Автором-составителем книги был некто Петр Алексеевич Илинский. К очеркам прилагались краткие биографии участников юбилейной встречи, их послужные списки. Прочитав жизнеописание самого автора-составителя, я испытал что-то вроде легкого потрясения — настолько отдельные вехи его жизни совпадали с моими: мы в один год (разумеется, с разницей в сто лет) родились, в один год выпустились из академии, в один год вернулись в Петербург на усовершенствование. Илинский, как и я, эпидемиолог, писатель, статский советник, что равно было моему тогдашнему званию — полковник. Были и другие совпадения.

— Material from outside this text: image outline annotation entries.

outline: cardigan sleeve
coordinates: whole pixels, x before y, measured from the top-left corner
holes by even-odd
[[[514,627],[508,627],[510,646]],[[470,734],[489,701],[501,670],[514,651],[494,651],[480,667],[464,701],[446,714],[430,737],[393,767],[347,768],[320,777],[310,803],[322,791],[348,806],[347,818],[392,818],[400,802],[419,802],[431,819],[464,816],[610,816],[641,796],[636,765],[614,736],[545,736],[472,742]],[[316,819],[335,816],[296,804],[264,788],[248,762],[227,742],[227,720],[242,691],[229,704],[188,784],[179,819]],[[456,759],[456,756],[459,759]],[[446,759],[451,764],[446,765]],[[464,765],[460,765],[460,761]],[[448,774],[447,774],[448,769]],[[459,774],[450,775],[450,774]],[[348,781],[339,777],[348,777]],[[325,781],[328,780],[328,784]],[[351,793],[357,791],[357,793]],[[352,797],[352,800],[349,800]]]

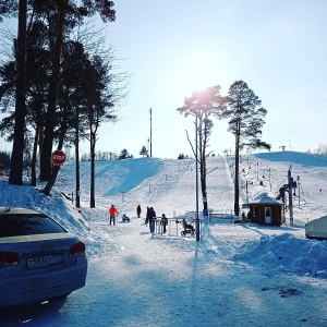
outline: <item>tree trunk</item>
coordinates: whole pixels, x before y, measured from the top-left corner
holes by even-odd
[[[10,177],[11,184],[23,184],[23,158],[24,158],[24,131],[26,116],[26,13],[27,1],[20,0],[19,9],[19,39],[16,51],[16,102],[15,128],[11,155]]]
[[[95,208],[95,145],[96,134],[90,132],[90,190],[89,190],[89,206]]]
[[[59,1],[58,5],[61,8],[58,13],[58,28],[56,40],[53,41],[55,49],[52,50],[52,74],[50,78],[49,86],[49,97],[48,97],[48,111],[46,116],[46,131],[43,152],[40,156],[40,180],[49,181],[51,179],[51,153],[52,153],[52,142],[53,142],[53,128],[55,128],[55,117],[56,117],[56,107],[58,98],[58,89],[60,83],[60,57],[61,49],[63,44],[63,25],[65,17],[65,8],[64,3],[66,0]],[[51,43],[50,43],[51,44]]]
[[[76,160],[76,208],[81,207],[81,194],[80,194],[80,131],[78,131],[78,117],[80,110],[78,106],[76,107],[76,125],[75,125],[75,160]]]
[[[33,145],[33,155],[32,155],[32,165],[31,165],[31,179],[32,179],[32,186],[36,186],[36,162],[37,162],[37,143],[38,143],[38,135],[39,135],[40,125],[37,124],[34,135],[34,145]]]
[[[234,177],[234,214],[240,216],[240,182],[239,182],[239,169],[240,169],[240,134],[235,135],[235,177]]]

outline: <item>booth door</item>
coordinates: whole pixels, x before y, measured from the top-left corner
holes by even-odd
[[[270,207],[265,207],[265,223],[271,225],[271,209],[270,209]]]

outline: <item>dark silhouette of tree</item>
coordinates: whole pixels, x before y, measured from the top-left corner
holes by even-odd
[[[113,1],[109,0],[89,0],[83,1],[80,5],[74,0],[35,0],[28,2],[31,16],[46,22],[48,27],[48,47],[51,61],[48,106],[46,114],[45,138],[40,156],[40,179],[46,181],[51,177],[50,156],[55,137],[55,121],[60,85],[61,51],[65,37],[76,25],[83,24],[84,17],[93,16],[99,13],[102,21],[113,22],[116,11]],[[0,0],[0,20],[3,16],[12,17],[19,13],[19,37],[17,37],[17,86],[16,86],[16,108],[15,125],[12,153],[12,169],[10,182],[22,184],[22,167],[24,152],[24,131],[25,128],[25,90],[26,90],[26,16],[27,0]]]
[[[234,214],[240,215],[240,150],[243,148],[256,149],[266,148],[270,150],[270,145],[261,141],[262,128],[265,123],[263,118],[267,110],[262,107],[262,101],[249,88],[243,81],[234,82],[228,96],[222,101],[221,111],[217,111],[219,118],[229,119],[229,129],[235,136],[235,165],[234,165]]]
[[[26,22],[27,0],[0,1],[0,19],[19,13],[19,35],[15,43],[16,59],[16,96],[14,112],[14,138],[12,147],[12,160],[9,182],[11,184],[23,184],[23,154],[24,154],[24,130],[25,130],[25,93],[26,93]]]
[[[180,154],[179,156],[178,156],[178,160],[182,160],[182,159],[189,159],[189,156],[186,155],[183,155],[183,154]]]
[[[207,148],[209,146],[209,136],[214,126],[210,117],[215,110],[217,110],[219,101],[220,86],[217,85],[208,87],[204,92],[194,92],[190,98],[184,99],[184,106],[177,109],[184,117],[193,116],[197,119],[197,158],[196,148],[194,148],[191,143],[187,131],[186,134],[193,155],[199,164],[199,179],[204,210],[208,209],[206,157],[210,154],[207,152]]]
[[[133,158],[132,155],[129,154],[128,149],[122,149],[118,159],[121,160],[121,159],[129,159],[129,158]]]
[[[143,158],[144,158],[144,157],[148,157],[148,150],[147,150],[147,148],[146,148],[145,145],[141,148],[140,155],[141,155]]]

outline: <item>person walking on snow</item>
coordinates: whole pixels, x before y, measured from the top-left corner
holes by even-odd
[[[109,225],[111,225],[111,222],[116,225],[116,215],[119,215],[119,213],[117,208],[113,205],[111,205],[111,207],[109,208],[109,216],[110,216]]]
[[[155,233],[155,221],[156,220],[156,211],[153,207],[149,208],[148,223],[149,230],[154,234]]]

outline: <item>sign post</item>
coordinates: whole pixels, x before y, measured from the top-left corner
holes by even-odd
[[[62,150],[55,150],[51,154],[51,161],[55,166],[61,166],[65,161],[65,154]]]

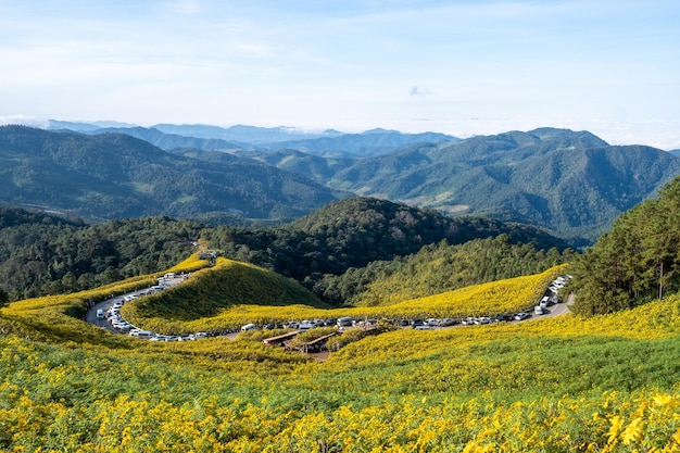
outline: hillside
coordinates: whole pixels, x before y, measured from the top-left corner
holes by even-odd
[[[446,241],[423,247],[392,261],[374,261],[319,284],[324,299],[351,306],[399,303],[482,282],[545,269],[574,260],[574,253],[511,243],[507,235],[451,246]]]
[[[0,206],[0,287],[17,300],[158,272],[190,254],[203,228],[168,217],[86,225]]]
[[[574,263],[583,315],[610,313],[680,290],[680,177],[621,214]]]
[[[137,326],[182,334],[247,324],[221,315],[228,310],[239,312],[241,305],[268,307],[273,313],[276,307],[288,305],[328,309],[293,280],[245,263],[218,259],[214,268],[194,273],[176,288],[127,304],[122,313]]]
[[[336,194],[254,161],[204,162],[121,134],[0,127],[0,202],[90,219],[172,215],[244,223],[294,218]]]
[[[680,160],[662,150],[537,129],[406,148],[357,162],[329,186],[594,240],[678,174]]]
[[[276,228],[205,230],[225,256],[292,277],[324,298],[324,276],[341,275],[373,261],[391,261],[442,240],[452,244],[506,234],[513,243],[564,250],[567,244],[536,227],[481,217],[445,217],[386,200],[344,199]],[[332,298],[338,303],[337,298]]]

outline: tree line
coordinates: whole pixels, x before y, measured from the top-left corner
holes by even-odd
[[[620,215],[574,261],[576,310],[609,313],[680,289],[680,178]]]

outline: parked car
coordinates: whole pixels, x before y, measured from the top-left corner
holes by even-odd
[[[515,315],[515,319],[516,320],[524,320],[526,318],[528,318],[529,316],[531,316],[529,313],[525,313],[525,312],[519,312]]]

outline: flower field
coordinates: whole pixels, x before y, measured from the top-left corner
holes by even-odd
[[[379,309],[406,317],[521,310],[562,272]],[[324,363],[257,335],[114,336],[72,315],[89,298],[0,311],[0,451],[680,451],[678,297],[591,318],[388,331]],[[374,309],[356,310],[382,313]],[[215,317],[328,312],[245,305]]]

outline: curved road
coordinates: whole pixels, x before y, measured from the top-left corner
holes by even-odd
[[[186,276],[176,276],[175,278],[166,278],[165,279],[165,285],[169,288],[169,287],[174,287],[175,285],[179,285],[180,282],[185,281],[187,279],[187,277],[189,276],[189,274],[186,274]],[[93,306],[91,306],[90,309],[88,309],[88,311],[85,313],[85,320],[89,324],[92,324],[95,326],[99,326],[103,329],[106,329],[109,331],[112,331],[114,334],[125,334],[122,332],[121,330],[115,329],[106,319],[106,317],[104,316],[103,319],[99,319],[97,317],[97,311],[98,310],[103,310],[104,315],[105,313],[109,311],[109,309],[111,309],[113,306],[114,303],[116,302],[123,302],[125,299],[125,297],[127,295],[144,295],[147,293],[147,291],[149,291],[150,288],[140,288],[138,290],[122,294],[122,295],[116,295],[115,298],[111,298],[111,299],[106,299],[105,301],[99,302],[97,304],[95,304]]]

Помнится, я пережил несколько тревожных минут: не сама ли судьба вдруг открылась передо мной, позволив заглянуть в будущее? Хорошо, если Петр Алексеевич прожил долгую жизнь и отошел в мир иной в кругу семьи и близких. А вдруг земной срок у него иной? Короче, прибавив сто лет, определю ли я точную дату и своего конца? А заодно узнаю и причину. Признаюсь, когда я мчался в Центральную научную медицинскую библиотеку, где, как мне сообщили по телефону, в персоналиях на П.А. Илинского хранится некролог, у меня, что называется, тряслись поджилки. К счастью, мои опасения не подтвердились. В дальнейшем совпадения пошли столь густо, что впору было перекреститься. Выяснилось, например, что дети у нас родились в один год, только у Илинского сын, а у меня дочь. Типография купца второй гильдии Шмидта, где печатались книги Илинского и где набиралась его газета «Врачебные ведомости», размещалась в подвале дома номер шесть на улице Галерной (ныне Красной) — а именно в этом доме, на четвертом этаже, мы с однокурсником Шурой Орловым снимали комнату. И так далее.

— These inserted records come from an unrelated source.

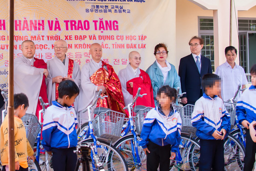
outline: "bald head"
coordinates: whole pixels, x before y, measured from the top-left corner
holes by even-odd
[[[100,44],[97,43],[92,44],[90,52],[92,60],[97,63],[100,62],[102,56],[102,48]]]
[[[54,46],[56,44],[61,44],[62,45],[64,45],[65,46],[68,46],[68,44],[66,44],[66,42],[64,40],[57,40],[57,41],[55,42],[54,43]]]
[[[138,52],[131,52],[129,54],[129,62],[130,66],[135,70],[140,66],[142,62],[142,57]]]

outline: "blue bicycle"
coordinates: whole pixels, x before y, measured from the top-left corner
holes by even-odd
[[[125,114],[119,112],[108,112],[112,110],[102,108],[98,110],[100,111],[101,110],[107,111],[104,110],[104,112],[98,114],[92,120],[91,118],[92,110],[98,100],[106,97],[100,96],[102,91],[100,90],[92,104],[83,111],[88,111],[88,126],[81,128],[78,136],[80,142],[76,152],[78,154],[82,156],[78,159],[76,170],[80,170],[81,168],[82,170],[128,170],[122,154],[111,144],[112,140],[114,140],[116,137],[120,136],[120,132],[118,136],[115,134],[115,126],[120,124],[119,122],[122,124]],[[96,109],[94,110],[95,112]],[[95,136],[94,132],[101,138]],[[89,150],[89,148],[91,150]],[[82,152],[82,150],[85,152]]]

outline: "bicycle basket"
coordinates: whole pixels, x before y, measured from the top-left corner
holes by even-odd
[[[22,120],[26,130],[26,138],[32,148],[41,129],[41,124],[36,116],[33,114],[26,114]]]
[[[98,137],[116,142],[120,138],[125,116],[110,110],[98,114],[92,120],[94,134]]]
[[[192,138],[196,137],[196,128],[192,126],[191,116],[194,110],[194,106],[187,104],[180,108],[179,113],[182,120],[182,132],[188,134]]]
[[[232,104],[230,102],[223,102],[224,106],[225,106],[226,111],[230,114],[230,130],[234,126],[236,121],[236,104]]]

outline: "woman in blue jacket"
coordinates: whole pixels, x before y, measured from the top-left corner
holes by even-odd
[[[168,85],[176,90],[178,88],[180,88],[180,80],[175,66],[166,60],[168,56],[168,50],[165,44],[157,44],[154,47],[154,54],[156,60],[148,67],[146,72],[148,74],[151,80],[154,104],[157,106],[156,98],[159,88],[162,86]]]

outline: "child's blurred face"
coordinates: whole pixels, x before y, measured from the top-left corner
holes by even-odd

Я по-настоящему увлекся поисками, и дело не только в игре в «чертовщинку», когда совпадения вызывают тревожный холодок внутри, я вдруг обрел вкус к работе в архивах и острый интерес к отечественной истории. По мере того как накапливался материал, передо мной проступала биография человека, немало сделавшего для России и незаслуженно забытого. В поисках материала побывал я в селе Селихове, где родился мой герой, в Костроме, Нерехте, Юрьеве-Польском и даже прокатился в Болгарию. В результате родилась эта повесть. если совсем уже быть точным, то повесть-версия.
Из N, уездного города Z-й губернии, ранним июльским утром выехала и с громом покатила по почтовому тракту безрессорная, обшарпанная бричка...
А.Чехов. Степь
Глава первая
Из деревни Селихово Корчевского уезда Тверской губернии ранним июльским утром выехала обшарпанная бричка и покатила по пыльной дороге в сторону села Кузнецова. На облучке, скособочась, сидел разбойного вида мужик с черной всклокоченной бородой, в остроконечной войлочной шляпе; в бричке, опершись на старый кожаный баул, полулежал семинарист Петр Илинский. В ногах его на выбоинах подскакивала стопка книг, перехваченная сыромятным ремешком. Под утро брызнул дождичек, но вскоре ослаб. Денек обещал быть жарким. Справа, над Волгой, копилась мутная синь — предвестник грозы.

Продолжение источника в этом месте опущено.